O pesquisador Felipe Saldanha fala também sobre a ‘infodemia’ (termo utilizado pela OMS para o excesso de informações, que tornam difícil encontrar fontes idôneas e orientações confiáveis) no contexto da pandemia atual. Segundo ele, a desinformação agravou um problema existente no tocante à relação entre mídia, tecnologia e educação.

“Já faz algum tempo que os alunos, em geral, dão ao saber midiático tanta ou mais importância que ao acadêmico, cabendo aos professores qualificar o saber midiático e problematizá-lo em discussões e atividades na sala de aula”, afirma.

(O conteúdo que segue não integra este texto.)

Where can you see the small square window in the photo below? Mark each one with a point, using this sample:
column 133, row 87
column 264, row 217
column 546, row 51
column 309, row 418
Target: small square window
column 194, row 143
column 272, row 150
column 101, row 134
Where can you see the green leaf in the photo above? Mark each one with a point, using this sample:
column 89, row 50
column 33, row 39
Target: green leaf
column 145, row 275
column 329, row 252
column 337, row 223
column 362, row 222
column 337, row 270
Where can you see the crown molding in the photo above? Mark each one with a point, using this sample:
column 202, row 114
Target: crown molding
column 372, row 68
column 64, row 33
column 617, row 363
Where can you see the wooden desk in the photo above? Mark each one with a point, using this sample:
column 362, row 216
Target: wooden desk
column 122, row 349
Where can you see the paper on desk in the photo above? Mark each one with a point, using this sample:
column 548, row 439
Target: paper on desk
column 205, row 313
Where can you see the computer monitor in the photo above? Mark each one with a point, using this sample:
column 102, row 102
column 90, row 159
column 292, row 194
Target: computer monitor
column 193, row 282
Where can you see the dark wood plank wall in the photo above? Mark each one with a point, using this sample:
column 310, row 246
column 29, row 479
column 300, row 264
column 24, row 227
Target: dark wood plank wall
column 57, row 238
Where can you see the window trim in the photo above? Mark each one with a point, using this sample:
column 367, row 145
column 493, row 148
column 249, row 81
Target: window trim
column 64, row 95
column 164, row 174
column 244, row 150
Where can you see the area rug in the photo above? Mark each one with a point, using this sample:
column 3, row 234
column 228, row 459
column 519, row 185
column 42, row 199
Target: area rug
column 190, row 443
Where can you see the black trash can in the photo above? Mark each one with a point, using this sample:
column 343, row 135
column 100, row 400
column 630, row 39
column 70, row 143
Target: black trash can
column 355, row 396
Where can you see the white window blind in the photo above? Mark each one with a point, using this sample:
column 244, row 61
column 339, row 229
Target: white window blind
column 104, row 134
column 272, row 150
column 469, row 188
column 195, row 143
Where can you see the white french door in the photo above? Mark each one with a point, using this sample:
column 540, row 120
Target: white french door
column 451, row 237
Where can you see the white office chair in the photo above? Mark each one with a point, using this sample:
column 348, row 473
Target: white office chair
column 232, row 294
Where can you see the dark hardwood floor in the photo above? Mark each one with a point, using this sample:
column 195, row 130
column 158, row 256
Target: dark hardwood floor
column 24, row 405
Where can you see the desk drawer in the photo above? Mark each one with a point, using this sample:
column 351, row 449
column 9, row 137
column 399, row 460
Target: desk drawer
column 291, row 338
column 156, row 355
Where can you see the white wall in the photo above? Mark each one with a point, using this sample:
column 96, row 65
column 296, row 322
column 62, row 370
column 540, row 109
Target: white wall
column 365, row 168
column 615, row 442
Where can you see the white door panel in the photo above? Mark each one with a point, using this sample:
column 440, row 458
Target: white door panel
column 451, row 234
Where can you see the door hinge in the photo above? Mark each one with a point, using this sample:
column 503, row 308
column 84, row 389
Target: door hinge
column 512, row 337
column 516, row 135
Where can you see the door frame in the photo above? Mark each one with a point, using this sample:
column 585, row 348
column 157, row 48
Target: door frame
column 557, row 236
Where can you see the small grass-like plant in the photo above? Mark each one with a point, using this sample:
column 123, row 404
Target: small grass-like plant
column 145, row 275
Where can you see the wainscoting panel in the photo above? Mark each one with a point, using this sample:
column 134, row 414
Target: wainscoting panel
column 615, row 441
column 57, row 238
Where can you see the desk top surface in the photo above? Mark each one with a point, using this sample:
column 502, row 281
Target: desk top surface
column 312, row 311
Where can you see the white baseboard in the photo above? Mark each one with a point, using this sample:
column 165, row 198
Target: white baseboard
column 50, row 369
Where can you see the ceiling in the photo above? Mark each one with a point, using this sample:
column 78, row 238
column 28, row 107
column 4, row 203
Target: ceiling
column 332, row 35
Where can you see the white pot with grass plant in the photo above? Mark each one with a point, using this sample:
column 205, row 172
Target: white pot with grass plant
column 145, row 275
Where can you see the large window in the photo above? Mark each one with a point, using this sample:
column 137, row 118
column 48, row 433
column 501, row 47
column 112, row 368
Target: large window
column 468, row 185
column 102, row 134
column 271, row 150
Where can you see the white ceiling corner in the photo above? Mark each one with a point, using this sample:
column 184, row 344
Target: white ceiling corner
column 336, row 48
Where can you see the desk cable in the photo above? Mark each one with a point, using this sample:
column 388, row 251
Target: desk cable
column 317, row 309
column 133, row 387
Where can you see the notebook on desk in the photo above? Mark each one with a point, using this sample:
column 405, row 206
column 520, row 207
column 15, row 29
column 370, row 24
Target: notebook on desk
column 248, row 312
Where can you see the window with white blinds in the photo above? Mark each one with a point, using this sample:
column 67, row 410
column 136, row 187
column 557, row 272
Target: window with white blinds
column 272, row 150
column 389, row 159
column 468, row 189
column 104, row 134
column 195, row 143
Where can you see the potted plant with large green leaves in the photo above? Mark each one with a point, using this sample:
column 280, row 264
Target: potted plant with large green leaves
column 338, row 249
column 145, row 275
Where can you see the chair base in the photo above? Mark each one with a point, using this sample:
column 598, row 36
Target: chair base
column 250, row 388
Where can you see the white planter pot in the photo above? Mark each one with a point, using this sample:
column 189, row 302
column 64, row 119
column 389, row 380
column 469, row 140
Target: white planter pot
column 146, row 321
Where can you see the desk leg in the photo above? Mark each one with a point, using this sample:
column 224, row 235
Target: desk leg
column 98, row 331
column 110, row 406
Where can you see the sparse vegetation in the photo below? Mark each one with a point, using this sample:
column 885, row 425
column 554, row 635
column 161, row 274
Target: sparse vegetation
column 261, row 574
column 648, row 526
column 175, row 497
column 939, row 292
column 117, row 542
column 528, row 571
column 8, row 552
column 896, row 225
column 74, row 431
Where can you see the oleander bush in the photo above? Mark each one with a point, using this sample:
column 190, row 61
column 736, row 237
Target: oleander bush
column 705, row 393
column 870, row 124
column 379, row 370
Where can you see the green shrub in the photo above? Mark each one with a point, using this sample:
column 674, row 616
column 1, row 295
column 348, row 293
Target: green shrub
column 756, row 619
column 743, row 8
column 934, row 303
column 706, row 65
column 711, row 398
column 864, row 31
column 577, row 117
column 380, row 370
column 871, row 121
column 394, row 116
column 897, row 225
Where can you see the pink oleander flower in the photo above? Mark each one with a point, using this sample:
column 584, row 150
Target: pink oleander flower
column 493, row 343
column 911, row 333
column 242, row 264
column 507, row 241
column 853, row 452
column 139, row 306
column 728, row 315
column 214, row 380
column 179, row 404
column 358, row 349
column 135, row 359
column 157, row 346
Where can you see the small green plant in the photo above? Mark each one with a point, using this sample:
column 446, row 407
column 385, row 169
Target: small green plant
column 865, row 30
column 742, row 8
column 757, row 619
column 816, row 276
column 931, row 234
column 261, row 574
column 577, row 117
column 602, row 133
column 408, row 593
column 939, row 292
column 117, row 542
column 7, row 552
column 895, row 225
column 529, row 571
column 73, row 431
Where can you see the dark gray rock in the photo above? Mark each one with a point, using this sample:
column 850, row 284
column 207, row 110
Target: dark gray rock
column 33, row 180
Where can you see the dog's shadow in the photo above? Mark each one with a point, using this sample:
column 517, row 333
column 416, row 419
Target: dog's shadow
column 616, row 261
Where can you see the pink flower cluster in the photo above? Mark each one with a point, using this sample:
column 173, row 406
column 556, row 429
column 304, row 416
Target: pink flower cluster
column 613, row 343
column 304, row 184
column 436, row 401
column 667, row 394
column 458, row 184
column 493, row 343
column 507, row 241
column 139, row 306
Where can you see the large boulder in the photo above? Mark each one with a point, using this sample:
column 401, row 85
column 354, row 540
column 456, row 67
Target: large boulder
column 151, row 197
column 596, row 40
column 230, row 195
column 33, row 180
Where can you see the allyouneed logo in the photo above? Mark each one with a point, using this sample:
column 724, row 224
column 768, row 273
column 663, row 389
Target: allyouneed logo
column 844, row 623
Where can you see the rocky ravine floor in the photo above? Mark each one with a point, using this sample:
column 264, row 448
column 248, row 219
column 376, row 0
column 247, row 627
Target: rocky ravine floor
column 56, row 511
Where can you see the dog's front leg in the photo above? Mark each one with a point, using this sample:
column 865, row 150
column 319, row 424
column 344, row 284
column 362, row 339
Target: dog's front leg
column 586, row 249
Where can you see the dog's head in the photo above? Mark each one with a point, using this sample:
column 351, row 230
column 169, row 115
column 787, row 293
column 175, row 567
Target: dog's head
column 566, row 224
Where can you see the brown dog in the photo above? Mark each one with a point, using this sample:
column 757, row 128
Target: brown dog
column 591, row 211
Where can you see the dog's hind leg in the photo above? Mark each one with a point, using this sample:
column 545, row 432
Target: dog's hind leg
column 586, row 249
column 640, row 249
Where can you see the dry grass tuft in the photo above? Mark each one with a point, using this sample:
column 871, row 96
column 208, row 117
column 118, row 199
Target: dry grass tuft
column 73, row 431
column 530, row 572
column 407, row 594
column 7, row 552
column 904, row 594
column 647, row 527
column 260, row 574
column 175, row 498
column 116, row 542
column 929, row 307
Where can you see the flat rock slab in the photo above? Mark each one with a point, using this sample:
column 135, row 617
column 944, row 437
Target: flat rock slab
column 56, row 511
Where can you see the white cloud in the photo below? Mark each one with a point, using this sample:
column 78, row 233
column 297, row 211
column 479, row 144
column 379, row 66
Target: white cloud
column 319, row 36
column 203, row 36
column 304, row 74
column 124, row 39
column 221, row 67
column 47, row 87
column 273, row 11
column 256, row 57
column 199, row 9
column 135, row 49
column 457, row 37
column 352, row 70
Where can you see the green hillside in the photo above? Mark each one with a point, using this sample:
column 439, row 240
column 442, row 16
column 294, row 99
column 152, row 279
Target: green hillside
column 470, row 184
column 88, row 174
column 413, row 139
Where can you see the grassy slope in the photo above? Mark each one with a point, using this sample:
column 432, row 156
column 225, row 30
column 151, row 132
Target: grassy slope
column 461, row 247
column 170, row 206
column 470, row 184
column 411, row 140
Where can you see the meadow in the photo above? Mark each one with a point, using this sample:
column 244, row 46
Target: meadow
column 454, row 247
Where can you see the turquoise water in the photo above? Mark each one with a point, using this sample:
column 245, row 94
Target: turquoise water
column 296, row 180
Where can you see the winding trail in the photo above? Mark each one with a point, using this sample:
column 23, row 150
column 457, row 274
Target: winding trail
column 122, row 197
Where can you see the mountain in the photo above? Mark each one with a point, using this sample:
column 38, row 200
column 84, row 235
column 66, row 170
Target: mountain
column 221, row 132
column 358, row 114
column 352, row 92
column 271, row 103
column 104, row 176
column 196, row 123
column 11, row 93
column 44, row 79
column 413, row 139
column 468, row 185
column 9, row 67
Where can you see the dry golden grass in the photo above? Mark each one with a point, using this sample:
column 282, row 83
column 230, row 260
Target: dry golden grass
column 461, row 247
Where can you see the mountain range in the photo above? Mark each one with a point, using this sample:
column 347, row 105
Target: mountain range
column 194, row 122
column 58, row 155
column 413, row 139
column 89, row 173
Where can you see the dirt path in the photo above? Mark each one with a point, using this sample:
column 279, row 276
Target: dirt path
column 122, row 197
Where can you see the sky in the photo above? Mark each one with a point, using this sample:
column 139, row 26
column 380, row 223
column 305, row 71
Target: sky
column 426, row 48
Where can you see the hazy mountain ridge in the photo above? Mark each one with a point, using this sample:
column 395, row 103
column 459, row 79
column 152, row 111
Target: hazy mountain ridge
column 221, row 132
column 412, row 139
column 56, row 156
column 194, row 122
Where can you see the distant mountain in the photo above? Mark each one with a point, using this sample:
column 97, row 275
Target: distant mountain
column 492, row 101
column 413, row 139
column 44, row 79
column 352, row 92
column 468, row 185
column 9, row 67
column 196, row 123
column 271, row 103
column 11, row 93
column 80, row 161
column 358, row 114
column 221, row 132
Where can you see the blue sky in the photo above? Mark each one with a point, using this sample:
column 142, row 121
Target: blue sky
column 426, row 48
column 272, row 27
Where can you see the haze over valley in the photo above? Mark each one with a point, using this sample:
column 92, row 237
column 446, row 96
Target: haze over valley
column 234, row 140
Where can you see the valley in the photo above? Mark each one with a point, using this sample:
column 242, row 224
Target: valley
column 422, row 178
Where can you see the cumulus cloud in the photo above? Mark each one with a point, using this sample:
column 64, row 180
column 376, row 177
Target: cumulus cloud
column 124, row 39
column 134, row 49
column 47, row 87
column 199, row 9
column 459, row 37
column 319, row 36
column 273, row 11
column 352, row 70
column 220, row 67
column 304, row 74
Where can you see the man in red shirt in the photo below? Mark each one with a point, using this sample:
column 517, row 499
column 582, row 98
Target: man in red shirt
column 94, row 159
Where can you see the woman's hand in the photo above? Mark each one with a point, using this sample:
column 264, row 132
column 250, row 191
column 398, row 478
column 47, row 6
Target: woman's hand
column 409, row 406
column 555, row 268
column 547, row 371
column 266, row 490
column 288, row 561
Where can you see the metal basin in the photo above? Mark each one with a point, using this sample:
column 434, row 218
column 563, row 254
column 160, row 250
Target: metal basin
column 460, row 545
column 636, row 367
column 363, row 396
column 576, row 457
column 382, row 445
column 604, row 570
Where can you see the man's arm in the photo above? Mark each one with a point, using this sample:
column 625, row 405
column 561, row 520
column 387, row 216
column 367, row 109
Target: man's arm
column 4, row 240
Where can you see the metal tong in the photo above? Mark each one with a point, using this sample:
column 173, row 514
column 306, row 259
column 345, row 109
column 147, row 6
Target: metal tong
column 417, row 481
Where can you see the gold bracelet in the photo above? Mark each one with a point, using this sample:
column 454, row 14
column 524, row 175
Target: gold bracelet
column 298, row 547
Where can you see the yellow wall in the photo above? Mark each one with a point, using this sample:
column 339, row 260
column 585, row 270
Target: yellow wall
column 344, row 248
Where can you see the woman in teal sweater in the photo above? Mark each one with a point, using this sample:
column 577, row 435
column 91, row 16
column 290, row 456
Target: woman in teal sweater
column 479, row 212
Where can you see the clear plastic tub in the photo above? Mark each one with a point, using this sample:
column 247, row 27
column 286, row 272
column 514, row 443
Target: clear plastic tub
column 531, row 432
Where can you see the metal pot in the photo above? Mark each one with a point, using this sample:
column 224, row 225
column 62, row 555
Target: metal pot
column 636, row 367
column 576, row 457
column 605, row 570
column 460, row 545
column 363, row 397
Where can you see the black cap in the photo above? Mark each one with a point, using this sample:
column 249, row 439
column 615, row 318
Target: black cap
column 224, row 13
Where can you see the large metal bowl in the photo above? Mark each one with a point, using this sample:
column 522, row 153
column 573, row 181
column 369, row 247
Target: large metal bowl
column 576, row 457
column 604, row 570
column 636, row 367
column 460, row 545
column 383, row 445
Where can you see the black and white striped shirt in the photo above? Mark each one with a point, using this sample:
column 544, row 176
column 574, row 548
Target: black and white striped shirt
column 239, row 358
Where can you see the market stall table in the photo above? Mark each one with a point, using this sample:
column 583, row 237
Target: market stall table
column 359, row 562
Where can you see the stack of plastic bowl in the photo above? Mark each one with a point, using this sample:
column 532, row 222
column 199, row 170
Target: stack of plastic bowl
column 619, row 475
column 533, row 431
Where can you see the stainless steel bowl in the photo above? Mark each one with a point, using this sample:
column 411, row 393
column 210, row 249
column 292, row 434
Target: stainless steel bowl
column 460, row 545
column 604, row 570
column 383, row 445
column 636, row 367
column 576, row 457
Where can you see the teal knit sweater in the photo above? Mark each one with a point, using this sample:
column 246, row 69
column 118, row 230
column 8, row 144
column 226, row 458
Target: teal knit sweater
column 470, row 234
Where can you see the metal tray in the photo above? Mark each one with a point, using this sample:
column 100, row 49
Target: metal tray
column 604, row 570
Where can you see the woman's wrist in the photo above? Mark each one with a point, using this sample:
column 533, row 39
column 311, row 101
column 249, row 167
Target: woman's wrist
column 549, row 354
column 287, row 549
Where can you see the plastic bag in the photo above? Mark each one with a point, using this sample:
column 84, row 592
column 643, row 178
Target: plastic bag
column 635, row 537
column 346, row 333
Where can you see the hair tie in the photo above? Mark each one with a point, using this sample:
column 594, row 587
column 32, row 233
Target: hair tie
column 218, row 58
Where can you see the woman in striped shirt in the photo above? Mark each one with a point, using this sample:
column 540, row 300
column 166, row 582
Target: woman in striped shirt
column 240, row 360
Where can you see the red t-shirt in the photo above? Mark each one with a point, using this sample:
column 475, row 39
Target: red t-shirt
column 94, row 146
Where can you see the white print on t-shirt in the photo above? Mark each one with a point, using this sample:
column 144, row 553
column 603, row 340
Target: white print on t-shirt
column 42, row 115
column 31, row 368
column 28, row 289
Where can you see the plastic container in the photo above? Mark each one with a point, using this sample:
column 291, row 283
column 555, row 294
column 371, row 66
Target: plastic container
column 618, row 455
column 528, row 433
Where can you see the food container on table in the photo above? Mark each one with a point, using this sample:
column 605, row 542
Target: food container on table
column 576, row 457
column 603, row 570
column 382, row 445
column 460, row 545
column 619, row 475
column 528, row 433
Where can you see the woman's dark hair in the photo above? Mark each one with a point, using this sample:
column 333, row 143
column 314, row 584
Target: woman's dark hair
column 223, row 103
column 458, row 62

Por outro lado, Saldanha explica que a Educomunicação - método que se utiliza dos recursos de mídia para a educação - aponta que as crianças e adolescentes podem se transformar em aliados poderosos da ciência e da informação verificada, ao desenvolver seus próprios vídeos, memes e outros conteúdos, baseando-se em fontes confiáveis.

“Essas mensagens podem então ser colocadas para circular nos mesmos espaços que propagam desinformação, funcionando como uma espécie de ‘contra-ataque’. Neste processo, os jovens desenvolvem habilidades importantes de pesquisa e análise crítica, expressão artística e cultural, uso de linguagens e tecnologias, argumentação, entre outras. Todas elas presentes BNCC (Base Nacional Comum Curricular)”, ressalta.

ORGANIZAÇÃO ANALÓGICA

A professora da UEL, Diene Eire de Mello, observa que as escolas ainda vivem uma organização analógica, enquanto a sociedade e a cultura já estão na lógica digital. “A pandemia abalou a organização das escolas, que apesar de todos os avanços ainda utiliza as tecnologias como forma de apoiar a aula expositiva do professor, ilustrar um conteúdo etc. O fechamento das escolas e a adoção do ensino remoto apenas enfatizou uma ferida aberta principalmente nas escolas públicas. Mostrou o quanto ainda estamos atrasados em relação à infraestrutura e a formação de professores”, afirma.

CONECTIVIDADE

Para o pesquisador, a principal questão a ser debatida é a conectividade dos estudantes. Ele cita os dados da pesquisa do Cetic.br de 2019 que mostram que 20 milhões de domicílios brasileiros (28% do total) não possuem acesso à internet, sendo que nas áreas rurais e nas classes D e E esse percentual chega a cerca de 50%. "Mesmo os que têm acesso costumam fazê-lo pelo celular e estão sujeitos a sinal fraco de rede e pacotes restritos de dados. Some-se a isso as condições de aprendizado dentro de casa: quantos alunos têm um espaço propício para assistir videoaulas e fazer suas tarefas, ou mesmo o incentivo familiar para perseverar nos estudos? Por isso, considero que, na avaliação dos resultados do ensino durante a pandemia, o perfil socioeconômico dos alunos atendidos pela escola é muito mais determinante do que os equipamentos que ela possui", comenta.